Plaintiffs in the legal dispute gathered outside the Fulton County Superior Court in December. MIGUEL MARTINEZ/MUNDO HISPANICO

Georgia regents appeal ruling on in-state tuition for some immigrants

Georgia’s Board of Regents on Friday appealed a Fulton County Superior Court ruling that it must allow immigrants temporarily shielded from deportation to pay in-state tuition, which is three times lower than the out-of-state rate.

The board also asked the Fulton Superior Court Chief Judge Gail Tusan to keep her ruling on hold while the Georgia Court of Appeals considers the case.

“Substantial legal issues were involved in the underlying case,” the board says in its appeal, “and the ultimate disposition of this matter by the Court of Appeals, and perhaps the Supreme Court of Georgia, will have significant consequences for defendants extending beyond its impact on the parties to this particular litigation. Enforcement of the final order pending appeal would result in irreparable harm to defendants and the state of Georgia.”

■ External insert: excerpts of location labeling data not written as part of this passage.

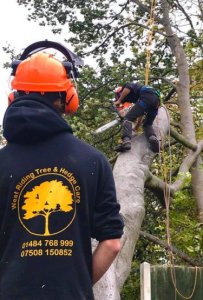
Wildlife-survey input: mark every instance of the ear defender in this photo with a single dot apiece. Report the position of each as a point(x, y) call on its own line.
point(12, 96)
point(41, 72)
point(72, 101)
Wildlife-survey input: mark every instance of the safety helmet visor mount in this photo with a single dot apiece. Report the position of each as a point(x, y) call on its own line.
point(37, 71)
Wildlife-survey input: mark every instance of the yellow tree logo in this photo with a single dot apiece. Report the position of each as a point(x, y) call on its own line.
point(47, 198)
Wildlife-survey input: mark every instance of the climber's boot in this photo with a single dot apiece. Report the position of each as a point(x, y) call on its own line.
point(124, 146)
point(154, 143)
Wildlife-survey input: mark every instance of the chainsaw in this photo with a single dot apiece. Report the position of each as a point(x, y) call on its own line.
point(120, 111)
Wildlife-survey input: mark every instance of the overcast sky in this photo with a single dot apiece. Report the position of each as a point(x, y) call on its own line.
point(17, 31)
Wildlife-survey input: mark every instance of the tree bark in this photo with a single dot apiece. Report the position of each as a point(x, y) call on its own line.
point(183, 90)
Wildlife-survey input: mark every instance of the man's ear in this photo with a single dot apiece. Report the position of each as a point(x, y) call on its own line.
point(59, 105)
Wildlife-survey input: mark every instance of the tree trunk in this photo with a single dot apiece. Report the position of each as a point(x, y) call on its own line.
point(130, 173)
point(183, 89)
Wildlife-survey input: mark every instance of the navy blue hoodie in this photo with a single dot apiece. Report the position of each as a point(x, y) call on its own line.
point(55, 193)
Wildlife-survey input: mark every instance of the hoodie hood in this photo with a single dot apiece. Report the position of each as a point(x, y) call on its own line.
point(29, 120)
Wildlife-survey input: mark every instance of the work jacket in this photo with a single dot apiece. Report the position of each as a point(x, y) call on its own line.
point(56, 193)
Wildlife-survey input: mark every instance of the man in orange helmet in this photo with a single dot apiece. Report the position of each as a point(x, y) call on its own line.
point(56, 191)
point(146, 100)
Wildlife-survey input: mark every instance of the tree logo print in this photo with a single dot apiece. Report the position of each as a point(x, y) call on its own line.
point(50, 197)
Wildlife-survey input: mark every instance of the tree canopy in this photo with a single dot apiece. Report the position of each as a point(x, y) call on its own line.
point(114, 36)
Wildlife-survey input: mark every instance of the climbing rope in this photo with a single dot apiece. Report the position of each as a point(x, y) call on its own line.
point(167, 185)
point(149, 40)
point(148, 50)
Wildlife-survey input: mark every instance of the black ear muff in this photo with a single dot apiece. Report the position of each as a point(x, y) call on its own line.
point(12, 96)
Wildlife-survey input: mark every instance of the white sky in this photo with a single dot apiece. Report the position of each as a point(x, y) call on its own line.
point(17, 31)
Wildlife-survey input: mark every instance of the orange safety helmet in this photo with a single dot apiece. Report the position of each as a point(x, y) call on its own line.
point(118, 91)
point(42, 72)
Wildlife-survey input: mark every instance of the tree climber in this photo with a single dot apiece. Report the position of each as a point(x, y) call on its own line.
point(147, 101)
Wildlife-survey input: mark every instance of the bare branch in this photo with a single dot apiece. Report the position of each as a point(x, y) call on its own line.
point(182, 139)
point(156, 183)
point(173, 249)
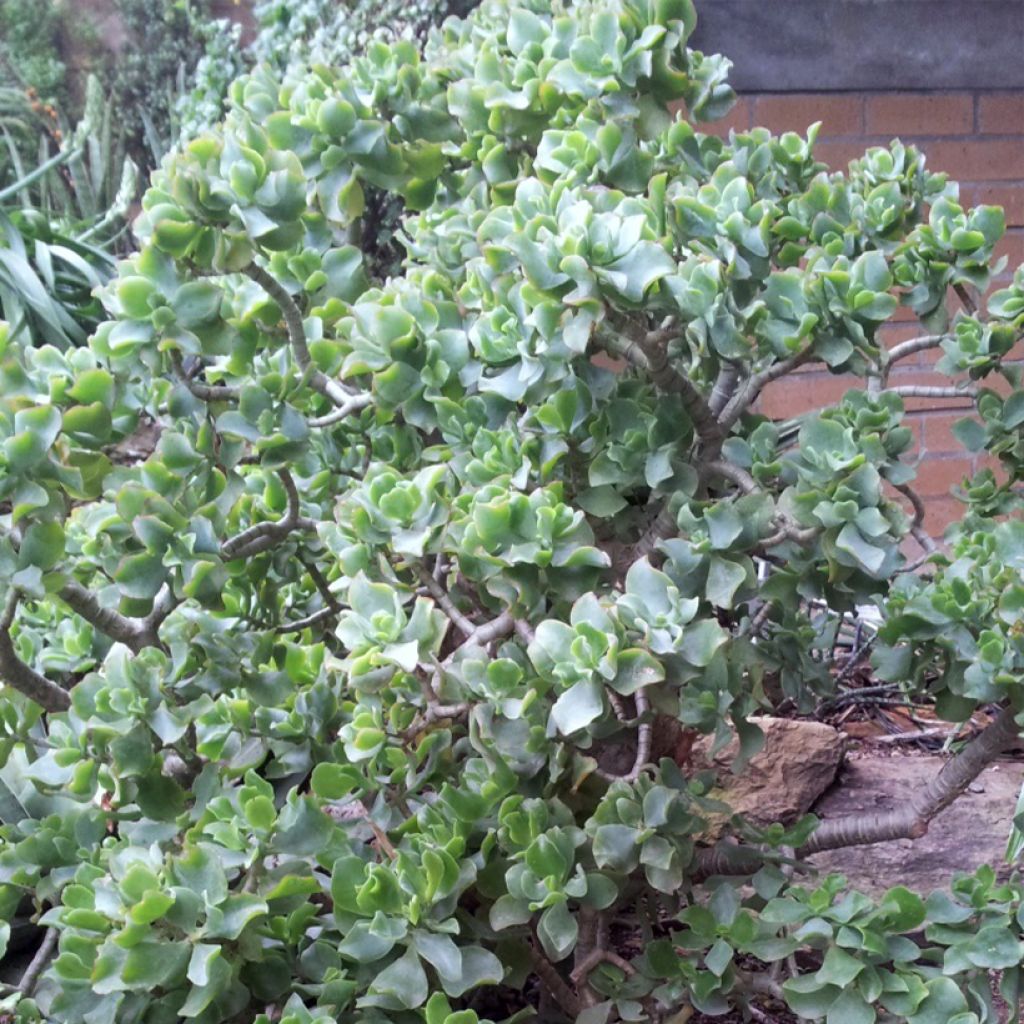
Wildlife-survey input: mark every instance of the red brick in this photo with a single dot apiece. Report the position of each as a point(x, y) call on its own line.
point(937, 433)
point(738, 119)
point(1008, 195)
point(1012, 246)
point(937, 475)
point(838, 154)
point(977, 160)
point(1001, 114)
point(940, 512)
point(840, 115)
point(934, 114)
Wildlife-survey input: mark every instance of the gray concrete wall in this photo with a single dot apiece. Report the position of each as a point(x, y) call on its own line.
point(862, 45)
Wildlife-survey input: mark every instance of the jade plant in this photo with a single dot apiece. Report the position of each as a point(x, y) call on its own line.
point(356, 632)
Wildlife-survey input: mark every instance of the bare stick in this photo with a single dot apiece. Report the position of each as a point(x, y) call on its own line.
point(916, 528)
point(205, 392)
point(553, 981)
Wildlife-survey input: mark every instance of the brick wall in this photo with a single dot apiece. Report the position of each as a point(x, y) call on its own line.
point(978, 138)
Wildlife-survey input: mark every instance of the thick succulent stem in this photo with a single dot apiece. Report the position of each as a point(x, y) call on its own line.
point(262, 536)
point(18, 676)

An Obama administration program is at the heart of the legal dispute: Deferred Action for Childhood Arrivals, or DACA. That program grants two-year work permits and temporary deportation deferrals to immigrants who were brought to the U.S. as children without authorization. Ten DACA recipients living in Georgia sued the Board of Regents in the Fulton Superior Court for the ability to pay the in-state rate.

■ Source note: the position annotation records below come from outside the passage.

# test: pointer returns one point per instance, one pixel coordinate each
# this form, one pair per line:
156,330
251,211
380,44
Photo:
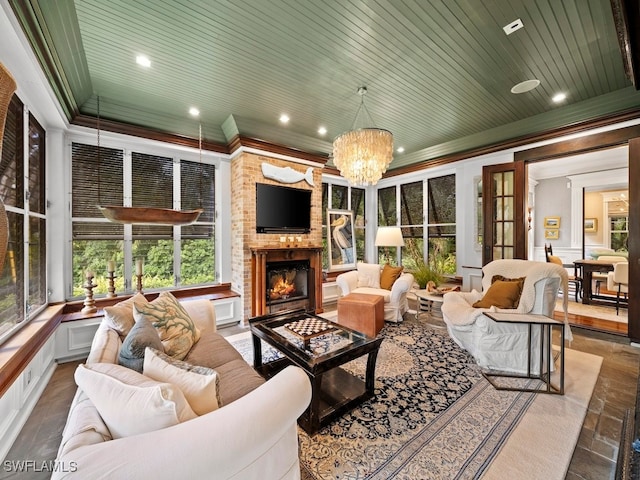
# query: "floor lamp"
389,237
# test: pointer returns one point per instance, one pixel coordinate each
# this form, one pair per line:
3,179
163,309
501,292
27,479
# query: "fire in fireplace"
287,281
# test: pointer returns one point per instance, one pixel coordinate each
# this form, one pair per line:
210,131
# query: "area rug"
435,417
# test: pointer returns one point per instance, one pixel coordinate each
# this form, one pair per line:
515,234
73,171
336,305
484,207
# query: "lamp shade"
389,237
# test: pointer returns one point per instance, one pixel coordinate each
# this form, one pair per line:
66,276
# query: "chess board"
309,328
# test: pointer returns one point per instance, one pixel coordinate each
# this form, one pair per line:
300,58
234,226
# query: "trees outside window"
23,282
172,256
426,213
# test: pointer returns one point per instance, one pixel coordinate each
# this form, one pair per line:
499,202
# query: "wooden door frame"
624,136
520,205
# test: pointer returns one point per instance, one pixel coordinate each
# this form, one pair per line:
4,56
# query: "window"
341,197
412,223
441,225
23,289
172,255
387,216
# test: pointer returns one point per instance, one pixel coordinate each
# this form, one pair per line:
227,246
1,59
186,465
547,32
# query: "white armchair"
366,279
504,346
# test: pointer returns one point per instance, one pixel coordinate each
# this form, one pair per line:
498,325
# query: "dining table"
588,267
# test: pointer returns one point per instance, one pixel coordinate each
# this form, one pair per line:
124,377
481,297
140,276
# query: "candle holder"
89,302
111,288
139,284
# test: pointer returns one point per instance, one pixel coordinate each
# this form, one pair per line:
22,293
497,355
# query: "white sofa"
252,437
361,281
504,346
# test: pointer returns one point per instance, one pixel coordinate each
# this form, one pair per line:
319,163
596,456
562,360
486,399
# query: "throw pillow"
142,335
130,403
389,275
174,325
368,275
502,294
120,316
200,385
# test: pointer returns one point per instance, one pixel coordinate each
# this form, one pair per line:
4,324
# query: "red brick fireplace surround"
249,250
262,256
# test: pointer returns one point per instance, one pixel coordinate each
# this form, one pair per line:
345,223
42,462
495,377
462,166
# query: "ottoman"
362,312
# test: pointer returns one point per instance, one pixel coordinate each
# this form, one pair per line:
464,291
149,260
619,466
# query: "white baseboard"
19,417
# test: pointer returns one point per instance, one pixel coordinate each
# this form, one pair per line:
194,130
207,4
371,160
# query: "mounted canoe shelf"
149,215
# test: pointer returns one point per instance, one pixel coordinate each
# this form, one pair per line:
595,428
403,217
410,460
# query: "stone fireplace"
251,251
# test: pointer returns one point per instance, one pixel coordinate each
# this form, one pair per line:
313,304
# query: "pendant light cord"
99,154
200,160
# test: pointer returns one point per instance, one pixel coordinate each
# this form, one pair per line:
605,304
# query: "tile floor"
594,457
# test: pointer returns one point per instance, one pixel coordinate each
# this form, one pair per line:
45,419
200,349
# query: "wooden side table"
428,303
546,325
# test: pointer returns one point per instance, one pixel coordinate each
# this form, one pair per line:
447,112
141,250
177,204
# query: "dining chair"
618,281
602,277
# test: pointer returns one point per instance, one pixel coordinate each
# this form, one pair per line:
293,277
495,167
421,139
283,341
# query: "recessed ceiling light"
559,97
143,61
513,26
525,86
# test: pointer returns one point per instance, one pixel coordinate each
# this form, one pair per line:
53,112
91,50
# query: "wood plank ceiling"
439,72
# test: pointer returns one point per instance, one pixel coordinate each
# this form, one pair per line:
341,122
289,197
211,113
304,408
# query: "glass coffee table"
320,347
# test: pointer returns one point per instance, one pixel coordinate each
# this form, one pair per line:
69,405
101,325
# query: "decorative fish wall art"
287,174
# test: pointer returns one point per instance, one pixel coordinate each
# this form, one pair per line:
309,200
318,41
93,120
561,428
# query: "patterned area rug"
434,416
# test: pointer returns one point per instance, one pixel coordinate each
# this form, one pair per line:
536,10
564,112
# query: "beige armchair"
504,346
366,279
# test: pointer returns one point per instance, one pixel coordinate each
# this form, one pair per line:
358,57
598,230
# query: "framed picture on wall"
341,240
551,222
552,234
590,225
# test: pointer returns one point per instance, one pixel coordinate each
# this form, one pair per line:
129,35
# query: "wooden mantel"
259,258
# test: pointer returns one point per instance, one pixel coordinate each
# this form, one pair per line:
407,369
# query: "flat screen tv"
282,209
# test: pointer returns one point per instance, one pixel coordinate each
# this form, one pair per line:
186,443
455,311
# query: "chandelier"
362,155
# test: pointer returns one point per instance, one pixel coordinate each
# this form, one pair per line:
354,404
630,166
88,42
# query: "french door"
503,210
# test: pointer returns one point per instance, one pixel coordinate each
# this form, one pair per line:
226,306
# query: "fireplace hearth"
286,278
287,281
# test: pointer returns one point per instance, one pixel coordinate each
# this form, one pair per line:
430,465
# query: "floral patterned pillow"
177,331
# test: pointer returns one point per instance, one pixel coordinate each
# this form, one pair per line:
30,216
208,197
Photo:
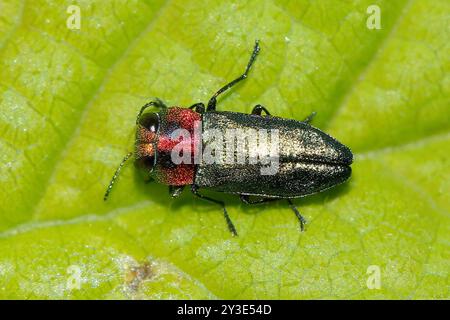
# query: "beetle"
308,160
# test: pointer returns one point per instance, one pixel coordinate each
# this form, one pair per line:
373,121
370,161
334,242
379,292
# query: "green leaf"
68,101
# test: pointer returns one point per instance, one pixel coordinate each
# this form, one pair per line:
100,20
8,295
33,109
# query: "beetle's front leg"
230,224
258,109
156,103
301,219
198,107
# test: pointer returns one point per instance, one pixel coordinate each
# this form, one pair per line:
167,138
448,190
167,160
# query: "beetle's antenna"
116,175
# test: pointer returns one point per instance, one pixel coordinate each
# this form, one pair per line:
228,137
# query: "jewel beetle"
308,160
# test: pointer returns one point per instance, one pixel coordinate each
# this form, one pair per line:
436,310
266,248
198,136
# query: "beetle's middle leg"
258,109
230,224
157,103
213,101
198,107
301,219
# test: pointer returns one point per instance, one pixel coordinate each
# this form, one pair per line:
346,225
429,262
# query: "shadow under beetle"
309,160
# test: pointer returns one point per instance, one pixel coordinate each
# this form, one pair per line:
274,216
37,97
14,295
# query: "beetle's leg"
246,199
156,103
309,118
175,191
300,218
230,225
198,107
116,175
258,109
212,102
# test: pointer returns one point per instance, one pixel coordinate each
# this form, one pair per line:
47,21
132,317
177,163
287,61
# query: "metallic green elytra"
257,156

The board is pointing to a 2008 state law says noncitizens cannot pay that rate unless they are “legally in this state.” The board’s tuition policy closely tracks that law. The plaintiffs in the case — assisted by local immigration attorney Charles Kuck — referred in court to federal records that say DACA recipients are lawfully present in the U.S.

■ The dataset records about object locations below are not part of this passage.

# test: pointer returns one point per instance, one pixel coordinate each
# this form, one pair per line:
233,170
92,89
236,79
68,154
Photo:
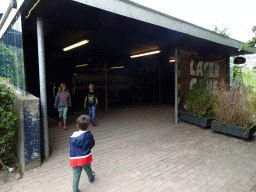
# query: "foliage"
251,43
200,99
236,106
7,120
223,31
11,65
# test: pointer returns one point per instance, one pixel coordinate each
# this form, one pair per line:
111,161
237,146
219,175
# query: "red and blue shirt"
81,143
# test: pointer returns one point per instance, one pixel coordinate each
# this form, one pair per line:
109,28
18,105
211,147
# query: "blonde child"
62,102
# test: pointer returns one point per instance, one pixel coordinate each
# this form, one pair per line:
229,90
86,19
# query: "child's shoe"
91,181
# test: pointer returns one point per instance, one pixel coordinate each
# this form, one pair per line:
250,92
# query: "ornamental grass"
235,105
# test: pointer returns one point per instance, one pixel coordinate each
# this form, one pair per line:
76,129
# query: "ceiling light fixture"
82,65
76,45
144,54
121,67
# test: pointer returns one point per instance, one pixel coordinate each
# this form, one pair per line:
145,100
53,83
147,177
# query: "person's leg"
60,117
93,114
90,112
76,177
65,111
89,172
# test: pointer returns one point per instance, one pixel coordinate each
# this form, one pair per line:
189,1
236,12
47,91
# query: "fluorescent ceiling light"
117,67
76,45
81,65
144,54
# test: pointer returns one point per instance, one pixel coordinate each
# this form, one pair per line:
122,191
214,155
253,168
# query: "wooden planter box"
203,122
232,130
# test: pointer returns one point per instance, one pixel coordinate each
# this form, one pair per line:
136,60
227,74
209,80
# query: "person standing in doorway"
92,98
62,102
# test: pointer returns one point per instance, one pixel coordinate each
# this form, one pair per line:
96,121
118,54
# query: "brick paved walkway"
141,149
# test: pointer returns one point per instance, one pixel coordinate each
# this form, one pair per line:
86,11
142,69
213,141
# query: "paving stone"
141,149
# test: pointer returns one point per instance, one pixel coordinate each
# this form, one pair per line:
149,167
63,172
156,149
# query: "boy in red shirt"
81,143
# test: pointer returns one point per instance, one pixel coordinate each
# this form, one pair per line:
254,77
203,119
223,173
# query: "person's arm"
85,100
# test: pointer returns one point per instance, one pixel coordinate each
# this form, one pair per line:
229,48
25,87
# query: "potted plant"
198,108
235,109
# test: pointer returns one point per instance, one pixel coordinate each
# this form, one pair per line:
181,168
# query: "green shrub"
200,99
8,119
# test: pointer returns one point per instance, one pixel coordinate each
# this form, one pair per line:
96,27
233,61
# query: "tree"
251,43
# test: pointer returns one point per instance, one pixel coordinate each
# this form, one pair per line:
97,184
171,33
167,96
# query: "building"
116,31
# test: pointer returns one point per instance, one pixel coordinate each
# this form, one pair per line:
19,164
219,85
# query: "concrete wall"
28,131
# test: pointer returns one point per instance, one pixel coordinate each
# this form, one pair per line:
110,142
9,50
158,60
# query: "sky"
238,15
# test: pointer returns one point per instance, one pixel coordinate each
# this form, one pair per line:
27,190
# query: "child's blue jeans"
77,173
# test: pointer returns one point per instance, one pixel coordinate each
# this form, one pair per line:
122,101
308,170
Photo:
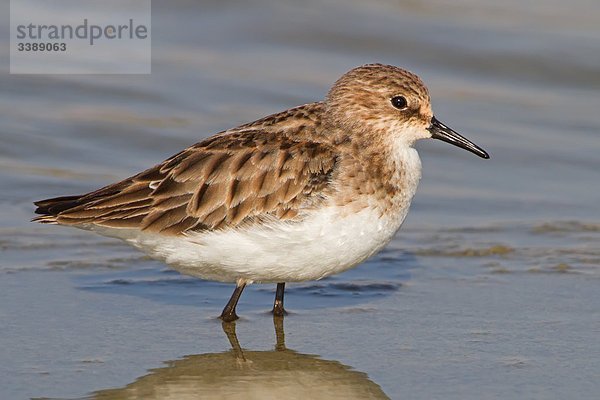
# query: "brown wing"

In its 23-page appeal, the board said nothing in its policies, state law or frequently asked questions issued by U.S. Citizenship and Immigration Services “establishes that the DACA recipients have a clear legal right to in-state tuition or that the regents have a clear legal duty to provide the same; therefore, the Superior Court committed reversible error.”

Kuck responded Friday: “By denying these students the right to pay what the courts say they are legally entitled to, the Board of Regents has created remarkable hardship on students who only want to learn and achieve for our state.”